Greenplum Database uses Write-Ahead Logging (WAL) for master/standby master mirroring. In WAL-based logging, all modifications are written to the log before being applied, to ensure data integrity for any in-process operations.
Note: WAL logging is not yet available for segment mirroring.

About the Greenplum Segments

Greenplum Database segment instances are independent PostgreSQL databases that each store a portion of the data and perform the majority of query processing.

When a user connects to the database via the Greenplum master and issues a query, processes are created in each segment database to handle the work of that query. For more information about query processes, see About Greenplum Query Processing.

User-defined tables and their indexes are distributed across the available segments in a Greenplum Database system; each segment contains a distinct portion of data. The database server processes that serve segment data run under the corresponding segment instances. Users interact with segments in a Greenplum Database system through the master.

Segments run on a servers called segment hosts. A segment host typically executes from two to eight Greenplum segments, depending on the CPU cores, RAM, storage, network interfaces, and workloads.

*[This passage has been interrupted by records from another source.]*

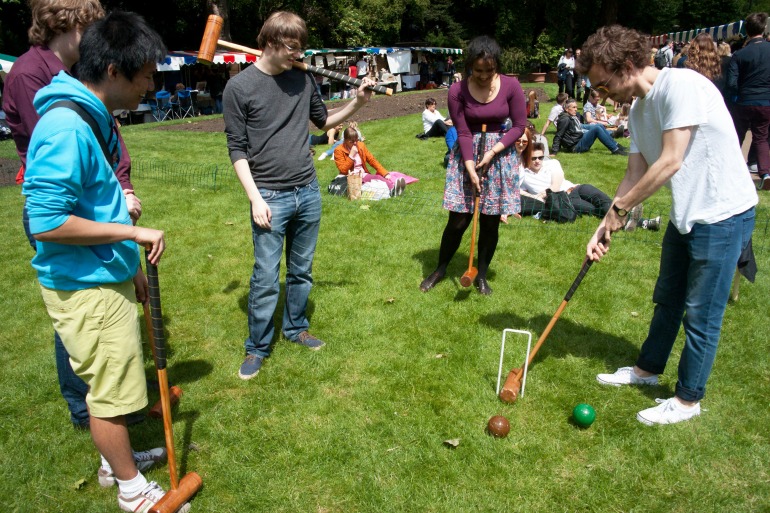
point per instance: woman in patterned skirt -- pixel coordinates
(488, 98)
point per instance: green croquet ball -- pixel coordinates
(584, 415)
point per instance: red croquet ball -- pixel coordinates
(498, 426)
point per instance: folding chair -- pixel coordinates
(162, 108)
(185, 108)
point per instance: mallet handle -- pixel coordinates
(312, 69)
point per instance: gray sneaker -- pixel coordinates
(250, 366)
(309, 341)
(144, 461)
(634, 217)
(625, 376)
(146, 499)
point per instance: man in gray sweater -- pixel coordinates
(266, 110)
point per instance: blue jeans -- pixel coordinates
(296, 218)
(696, 272)
(73, 389)
(590, 134)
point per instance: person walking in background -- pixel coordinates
(566, 73)
(676, 121)
(434, 124)
(488, 98)
(87, 259)
(57, 26)
(266, 112)
(748, 79)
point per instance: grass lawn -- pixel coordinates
(360, 425)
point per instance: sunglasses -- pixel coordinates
(293, 49)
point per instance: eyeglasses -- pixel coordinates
(602, 88)
(293, 49)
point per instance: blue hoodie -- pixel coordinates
(68, 174)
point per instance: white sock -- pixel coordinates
(105, 464)
(133, 486)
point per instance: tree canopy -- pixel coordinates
(520, 27)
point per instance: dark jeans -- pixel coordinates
(295, 224)
(756, 119)
(73, 389)
(696, 273)
(592, 133)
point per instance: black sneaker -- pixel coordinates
(620, 150)
(764, 182)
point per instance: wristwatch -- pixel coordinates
(622, 212)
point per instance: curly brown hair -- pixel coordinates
(53, 17)
(611, 46)
(703, 58)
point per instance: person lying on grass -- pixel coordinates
(352, 156)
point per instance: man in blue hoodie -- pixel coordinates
(87, 258)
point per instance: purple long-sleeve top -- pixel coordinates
(31, 72)
(468, 115)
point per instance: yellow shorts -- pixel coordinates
(100, 330)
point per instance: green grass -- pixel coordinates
(360, 425)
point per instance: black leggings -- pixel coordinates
(453, 235)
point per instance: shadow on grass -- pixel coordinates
(568, 338)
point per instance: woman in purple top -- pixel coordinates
(488, 98)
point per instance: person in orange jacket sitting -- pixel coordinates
(352, 156)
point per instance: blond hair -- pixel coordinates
(53, 17)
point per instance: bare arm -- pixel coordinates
(84, 232)
(260, 211)
(338, 116)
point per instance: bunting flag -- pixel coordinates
(176, 59)
(719, 33)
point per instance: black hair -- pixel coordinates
(756, 24)
(121, 38)
(484, 48)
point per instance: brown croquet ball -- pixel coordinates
(498, 426)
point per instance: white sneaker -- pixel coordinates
(625, 376)
(144, 461)
(146, 499)
(668, 411)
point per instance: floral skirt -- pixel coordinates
(499, 188)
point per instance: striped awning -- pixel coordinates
(718, 33)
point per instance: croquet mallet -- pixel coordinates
(211, 40)
(468, 276)
(181, 491)
(175, 393)
(510, 391)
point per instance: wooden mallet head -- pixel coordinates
(176, 497)
(210, 37)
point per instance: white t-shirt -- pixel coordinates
(428, 118)
(712, 184)
(535, 183)
(554, 114)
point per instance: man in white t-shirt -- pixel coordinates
(433, 122)
(362, 67)
(676, 123)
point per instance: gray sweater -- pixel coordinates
(266, 124)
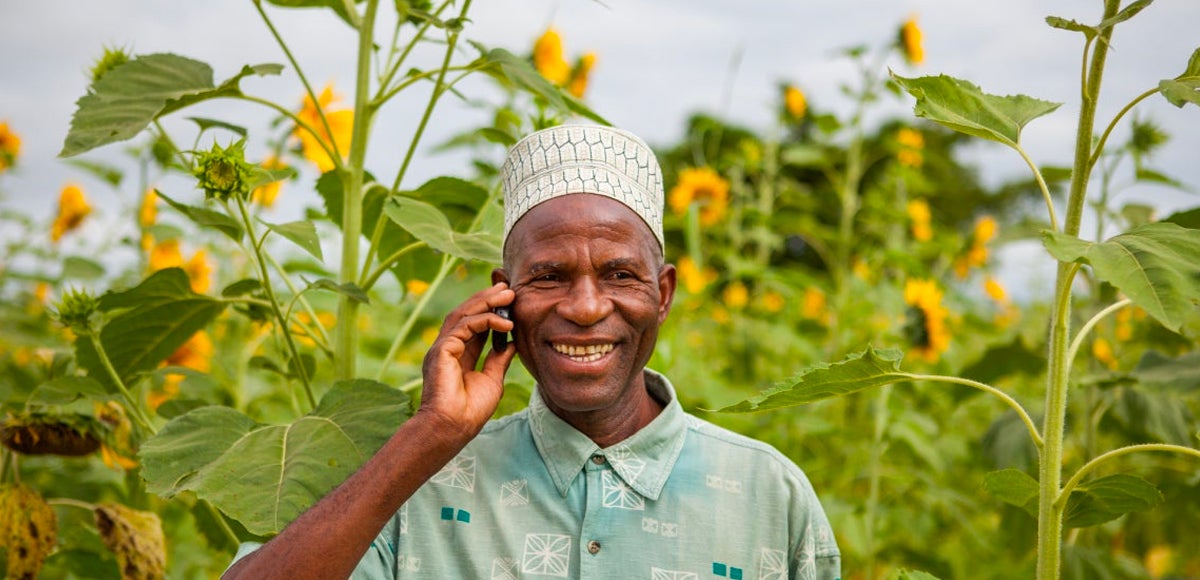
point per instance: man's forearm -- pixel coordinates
(330, 538)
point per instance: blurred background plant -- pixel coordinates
(797, 243)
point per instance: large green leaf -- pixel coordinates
(129, 97)
(265, 476)
(1015, 488)
(1108, 498)
(871, 368)
(964, 107)
(431, 226)
(520, 73)
(1155, 265)
(301, 233)
(151, 321)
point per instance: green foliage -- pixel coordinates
(281, 468)
(129, 97)
(1153, 264)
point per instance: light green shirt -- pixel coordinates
(681, 500)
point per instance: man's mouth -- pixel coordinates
(585, 353)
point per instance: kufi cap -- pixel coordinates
(582, 159)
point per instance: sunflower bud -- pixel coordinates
(109, 60)
(76, 311)
(225, 173)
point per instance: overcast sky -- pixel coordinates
(659, 60)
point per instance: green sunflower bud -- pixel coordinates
(109, 60)
(225, 173)
(77, 310)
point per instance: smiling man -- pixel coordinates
(604, 476)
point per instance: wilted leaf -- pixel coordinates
(29, 530)
(430, 225)
(1015, 488)
(963, 107)
(871, 368)
(1155, 265)
(129, 97)
(155, 318)
(207, 217)
(136, 538)
(264, 476)
(301, 233)
(1108, 498)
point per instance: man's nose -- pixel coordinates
(586, 304)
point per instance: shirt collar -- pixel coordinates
(643, 460)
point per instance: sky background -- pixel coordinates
(659, 61)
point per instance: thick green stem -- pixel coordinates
(282, 321)
(346, 346)
(875, 474)
(1059, 370)
(139, 416)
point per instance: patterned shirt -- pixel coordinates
(531, 497)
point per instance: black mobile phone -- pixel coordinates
(501, 340)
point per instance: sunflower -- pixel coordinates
(910, 41)
(336, 137)
(72, 209)
(795, 102)
(579, 83)
(10, 147)
(702, 186)
(927, 323)
(919, 214)
(547, 58)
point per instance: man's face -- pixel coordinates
(591, 293)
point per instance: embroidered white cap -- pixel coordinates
(582, 159)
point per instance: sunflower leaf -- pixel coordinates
(868, 369)
(1153, 264)
(129, 97)
(964, 107)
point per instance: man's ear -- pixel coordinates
(666, 291)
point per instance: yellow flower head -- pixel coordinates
(795, 102)
(814, 304)
(336, 137)
(579, 83)
(267, 193)
(919, 215)
(736, 296)
(910, 41)
(72, 209)
(702, 186)
(547, 58)
(10, 147)
(927, 324)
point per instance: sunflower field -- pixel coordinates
(197, 372)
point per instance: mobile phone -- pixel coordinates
(501, 340)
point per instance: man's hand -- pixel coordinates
(455, 393)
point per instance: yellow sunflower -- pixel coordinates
(910, 41)
(72, 209)
(547, 58)
(10, 147)
(341, 127)
(702, 186)
(927, 323)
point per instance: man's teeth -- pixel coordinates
(585, 353)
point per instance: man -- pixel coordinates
(604, 476)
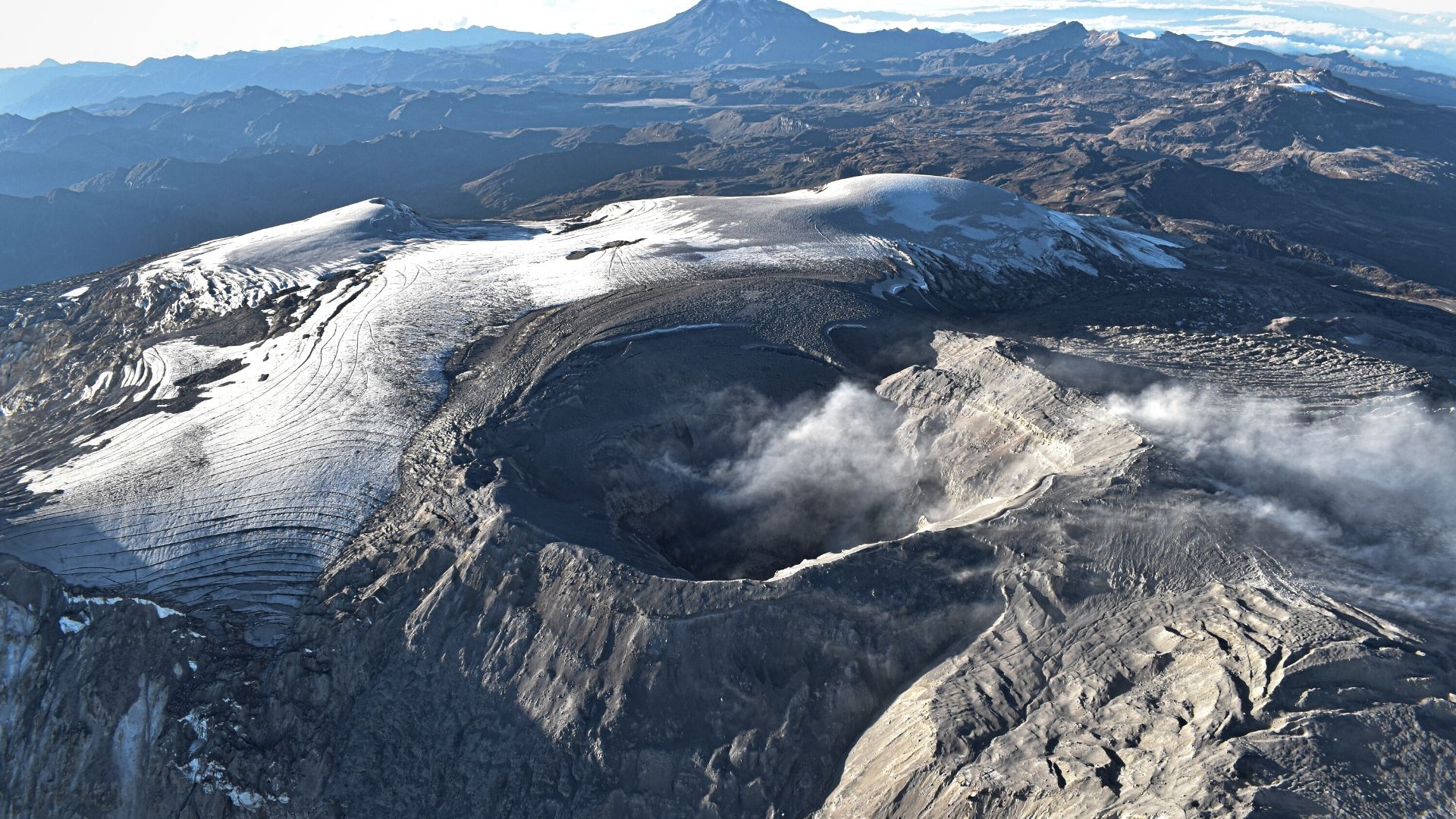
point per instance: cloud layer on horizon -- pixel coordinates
(1423, 39)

Segment hosts are expected to be identically configured. The key to obtaining the best performance from Greenplum Database is to distribute data and workloads evenly across a large number of equally capable segments so that all segments begin working on a task simultaneously and complete their work at the same time.

About the Greenplum Interconnect

The interconect is the networking layer of the Greenplum Database architecture.

The interconnect refers to the inter-process communication between segments and the network infrastructure on which this communication relies. The Greenplum interconnect uses a standard Ethernet switching fabric. For performance reasons, a 10-Gigabit system, or faster, is recommended.

By default, the interconnect uses User Datagram Protocol with flow control (UDPIFC) for interconnect traffic to send messages over the network. The Greenplum software performs packet verification beyond what is provided by UDP. This means the reliability is equivalent to Transmission Control Protocol (TCP), and the performance and scalability exceeds TCP. If the interconnect is changed to TCP, Greenplum Database has a scalability limit of 1000 segment instances. With UDPIFC as the default protocol for the interconnect, this limit is not applicable.